Here, two factors persuade us that the dismissal of the appeal and the withdrawal of the opinion are proper. First, the parties have settled this case, and they have included among the conditions of that settlement the dismissal of this appeal. Second, and more important, an additional condition of the settlement is the entry of a permanent injunction, the very relief sought by the appellees. As noted earlier at footnote 1, the propriety of the district court's entry of an injunction was the primary issue before us on appeal. We affirmed the grant of that injunction. The parties through their settlement have effectuated that ruling. Moreover, the appellees do not contest the terms of the settlement or deny their agreement. Therefore, we think it appropriate to exercise our discretion to dismiss this appeal and to vacate our earlier opinion.3 

Accordingly, we GRANT the appellants' motion and hereby order this appeal dismissed and our previous opinion vacated. This case is REMANDED to the district court to implement the terms of the settlement agreement.

 1

The facts are contained in our previous opinion and need not be repeated here. We note, however, that the primary issue before us on that appeal was the propriety of the district court's granting of the plaintiffs-appellees' request for a permanent injunction

 2

In Stein v. Reynolds Securities, Inc., 667 F.2d 33, 34 (11th Cir. 1982), the Eleventh Circuit adopted as precedent all decisions of Unit B of the former Fifth Circuit

 3

The appellees' argument that we should deny the appellants' motions because of the "precedential value" of our opinion is, at best, self-serving. We are left to wonder whether our opinion would be of similar precedential value had we ruled other than we did

Allan L. Hoffman, a third-party defendant in this case, also has filed a response in opposition to the appellants' motions to dismiss the appeal and to vacate the opinion. In its order of March 22, 1988, the district court struck from the record the appellants' counterclaim naming Hoffman as a third-party defendant.
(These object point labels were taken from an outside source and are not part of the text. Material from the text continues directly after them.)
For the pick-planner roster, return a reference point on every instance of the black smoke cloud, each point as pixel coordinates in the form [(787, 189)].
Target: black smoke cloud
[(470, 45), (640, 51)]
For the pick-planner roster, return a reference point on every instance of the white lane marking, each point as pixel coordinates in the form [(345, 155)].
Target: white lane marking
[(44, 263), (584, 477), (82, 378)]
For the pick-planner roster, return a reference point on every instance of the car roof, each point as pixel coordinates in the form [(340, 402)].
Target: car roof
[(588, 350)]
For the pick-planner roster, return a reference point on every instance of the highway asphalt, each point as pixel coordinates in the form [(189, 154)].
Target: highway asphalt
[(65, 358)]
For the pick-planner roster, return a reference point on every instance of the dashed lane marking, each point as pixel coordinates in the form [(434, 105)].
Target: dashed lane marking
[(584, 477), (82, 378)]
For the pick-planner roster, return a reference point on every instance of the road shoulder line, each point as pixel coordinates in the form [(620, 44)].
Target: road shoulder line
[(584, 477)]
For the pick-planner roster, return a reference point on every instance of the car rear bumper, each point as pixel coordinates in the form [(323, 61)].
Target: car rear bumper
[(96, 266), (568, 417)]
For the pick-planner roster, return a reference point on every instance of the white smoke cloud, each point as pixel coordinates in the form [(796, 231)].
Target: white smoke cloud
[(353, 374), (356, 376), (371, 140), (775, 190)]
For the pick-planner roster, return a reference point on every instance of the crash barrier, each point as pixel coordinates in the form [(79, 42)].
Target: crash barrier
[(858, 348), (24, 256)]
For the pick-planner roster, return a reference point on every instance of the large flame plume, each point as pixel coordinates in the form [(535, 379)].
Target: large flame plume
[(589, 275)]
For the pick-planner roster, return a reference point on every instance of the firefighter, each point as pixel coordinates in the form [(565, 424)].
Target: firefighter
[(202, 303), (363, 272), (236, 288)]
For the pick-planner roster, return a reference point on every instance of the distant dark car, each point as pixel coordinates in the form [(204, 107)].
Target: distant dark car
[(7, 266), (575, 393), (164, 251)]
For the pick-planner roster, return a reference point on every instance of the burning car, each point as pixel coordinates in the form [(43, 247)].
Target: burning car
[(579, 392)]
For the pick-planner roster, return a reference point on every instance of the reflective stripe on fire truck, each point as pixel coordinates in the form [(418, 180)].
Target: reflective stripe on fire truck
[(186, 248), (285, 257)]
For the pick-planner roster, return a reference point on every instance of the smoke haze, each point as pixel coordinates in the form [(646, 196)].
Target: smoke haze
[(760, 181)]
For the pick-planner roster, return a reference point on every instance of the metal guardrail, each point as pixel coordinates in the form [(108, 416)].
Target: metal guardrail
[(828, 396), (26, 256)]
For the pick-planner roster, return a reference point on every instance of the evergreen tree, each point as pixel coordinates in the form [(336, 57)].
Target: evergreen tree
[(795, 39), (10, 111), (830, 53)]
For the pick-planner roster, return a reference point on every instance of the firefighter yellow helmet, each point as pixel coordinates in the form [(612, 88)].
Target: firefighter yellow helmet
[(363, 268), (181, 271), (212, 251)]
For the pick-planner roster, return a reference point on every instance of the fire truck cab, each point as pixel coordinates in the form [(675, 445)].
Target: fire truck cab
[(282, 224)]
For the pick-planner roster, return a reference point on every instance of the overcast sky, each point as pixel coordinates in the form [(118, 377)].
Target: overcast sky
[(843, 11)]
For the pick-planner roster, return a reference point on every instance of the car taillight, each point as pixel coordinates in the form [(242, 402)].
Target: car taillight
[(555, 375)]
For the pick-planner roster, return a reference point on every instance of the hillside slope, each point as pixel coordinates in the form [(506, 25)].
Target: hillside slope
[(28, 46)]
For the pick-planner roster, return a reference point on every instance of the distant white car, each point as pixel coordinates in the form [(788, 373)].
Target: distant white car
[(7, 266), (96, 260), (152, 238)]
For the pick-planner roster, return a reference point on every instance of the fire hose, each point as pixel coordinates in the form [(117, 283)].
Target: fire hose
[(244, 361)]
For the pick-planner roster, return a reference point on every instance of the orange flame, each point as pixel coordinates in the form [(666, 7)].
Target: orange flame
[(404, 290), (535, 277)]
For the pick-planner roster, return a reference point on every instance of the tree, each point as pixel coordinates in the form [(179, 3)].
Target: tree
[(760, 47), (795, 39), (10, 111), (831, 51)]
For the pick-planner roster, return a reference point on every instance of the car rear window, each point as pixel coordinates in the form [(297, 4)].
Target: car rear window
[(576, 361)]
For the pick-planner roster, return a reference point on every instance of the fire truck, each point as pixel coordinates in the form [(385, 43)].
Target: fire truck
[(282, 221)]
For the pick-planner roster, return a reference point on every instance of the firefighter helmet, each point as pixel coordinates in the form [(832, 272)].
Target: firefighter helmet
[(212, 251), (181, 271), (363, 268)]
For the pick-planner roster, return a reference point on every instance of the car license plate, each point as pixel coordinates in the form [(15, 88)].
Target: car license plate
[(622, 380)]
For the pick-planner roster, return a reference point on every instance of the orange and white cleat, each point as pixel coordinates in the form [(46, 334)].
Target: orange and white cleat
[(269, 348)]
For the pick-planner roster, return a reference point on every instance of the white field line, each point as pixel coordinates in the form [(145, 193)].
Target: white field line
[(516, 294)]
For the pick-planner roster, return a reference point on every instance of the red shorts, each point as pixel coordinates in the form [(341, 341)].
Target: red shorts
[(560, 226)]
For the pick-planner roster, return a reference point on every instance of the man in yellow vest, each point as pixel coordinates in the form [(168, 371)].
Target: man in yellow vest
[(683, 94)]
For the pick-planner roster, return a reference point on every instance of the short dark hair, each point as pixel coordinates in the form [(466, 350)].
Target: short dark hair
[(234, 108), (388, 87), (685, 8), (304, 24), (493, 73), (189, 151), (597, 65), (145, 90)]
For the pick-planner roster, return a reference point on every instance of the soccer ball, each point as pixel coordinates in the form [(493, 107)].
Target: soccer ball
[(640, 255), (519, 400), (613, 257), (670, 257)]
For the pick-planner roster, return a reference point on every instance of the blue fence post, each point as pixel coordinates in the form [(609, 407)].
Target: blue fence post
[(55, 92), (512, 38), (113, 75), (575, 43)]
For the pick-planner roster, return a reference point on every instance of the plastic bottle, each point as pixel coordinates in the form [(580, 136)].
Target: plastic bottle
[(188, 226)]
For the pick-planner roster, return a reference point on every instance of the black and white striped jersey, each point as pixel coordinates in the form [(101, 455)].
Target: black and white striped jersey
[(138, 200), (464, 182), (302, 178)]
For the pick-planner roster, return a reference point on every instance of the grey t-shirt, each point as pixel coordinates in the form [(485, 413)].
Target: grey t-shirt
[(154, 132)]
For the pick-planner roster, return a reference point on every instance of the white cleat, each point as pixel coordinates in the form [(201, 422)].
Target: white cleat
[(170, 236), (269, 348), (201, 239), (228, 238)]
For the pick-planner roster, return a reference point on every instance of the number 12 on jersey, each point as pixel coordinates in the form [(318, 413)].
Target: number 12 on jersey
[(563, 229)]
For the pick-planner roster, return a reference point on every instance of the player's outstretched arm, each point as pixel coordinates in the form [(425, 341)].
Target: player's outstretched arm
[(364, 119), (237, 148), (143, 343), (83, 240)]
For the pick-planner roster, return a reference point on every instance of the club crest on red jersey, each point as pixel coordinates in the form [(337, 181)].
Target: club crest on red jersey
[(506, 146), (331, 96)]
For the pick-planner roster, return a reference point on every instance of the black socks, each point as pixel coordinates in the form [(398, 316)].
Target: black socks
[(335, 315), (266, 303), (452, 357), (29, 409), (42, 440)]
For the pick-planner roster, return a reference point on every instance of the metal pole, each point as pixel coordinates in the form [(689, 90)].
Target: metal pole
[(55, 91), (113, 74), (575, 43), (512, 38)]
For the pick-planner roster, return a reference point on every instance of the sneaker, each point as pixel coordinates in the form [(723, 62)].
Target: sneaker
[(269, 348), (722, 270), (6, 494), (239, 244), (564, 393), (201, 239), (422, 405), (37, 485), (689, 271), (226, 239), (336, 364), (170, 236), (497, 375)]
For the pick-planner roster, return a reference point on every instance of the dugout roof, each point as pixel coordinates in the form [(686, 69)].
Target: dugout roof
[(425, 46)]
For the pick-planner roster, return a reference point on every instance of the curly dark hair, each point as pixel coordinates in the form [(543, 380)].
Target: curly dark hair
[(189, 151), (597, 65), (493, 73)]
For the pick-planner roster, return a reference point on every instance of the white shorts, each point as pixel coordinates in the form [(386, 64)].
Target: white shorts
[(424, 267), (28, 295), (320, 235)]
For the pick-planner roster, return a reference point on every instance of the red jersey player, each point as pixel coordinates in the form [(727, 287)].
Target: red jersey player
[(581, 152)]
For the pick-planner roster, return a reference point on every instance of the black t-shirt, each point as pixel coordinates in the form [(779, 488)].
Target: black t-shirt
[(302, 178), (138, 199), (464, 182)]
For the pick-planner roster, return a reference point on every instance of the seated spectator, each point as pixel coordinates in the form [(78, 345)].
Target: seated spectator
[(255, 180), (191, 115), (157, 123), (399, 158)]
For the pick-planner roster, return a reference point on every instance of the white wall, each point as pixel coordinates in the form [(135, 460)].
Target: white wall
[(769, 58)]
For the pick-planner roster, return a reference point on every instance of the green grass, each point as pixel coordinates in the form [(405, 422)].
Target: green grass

The propriety of that action was not before us on appeal, and Hoffman did not file a brief during the progress of that proceeding. The settlement agreement provides for the dismissal of the counterclaim against Hoffman without prejudice. Hoffman has neither requested nor received permission to file a response to the appellants' motions. Since the district court's dismissal of the counterclaim was not before us on appeal, and since the effects of the settlement agreement upon Hoffman are purely speculative, we do not consider Hoffman's response in opposition to the appellants' motions.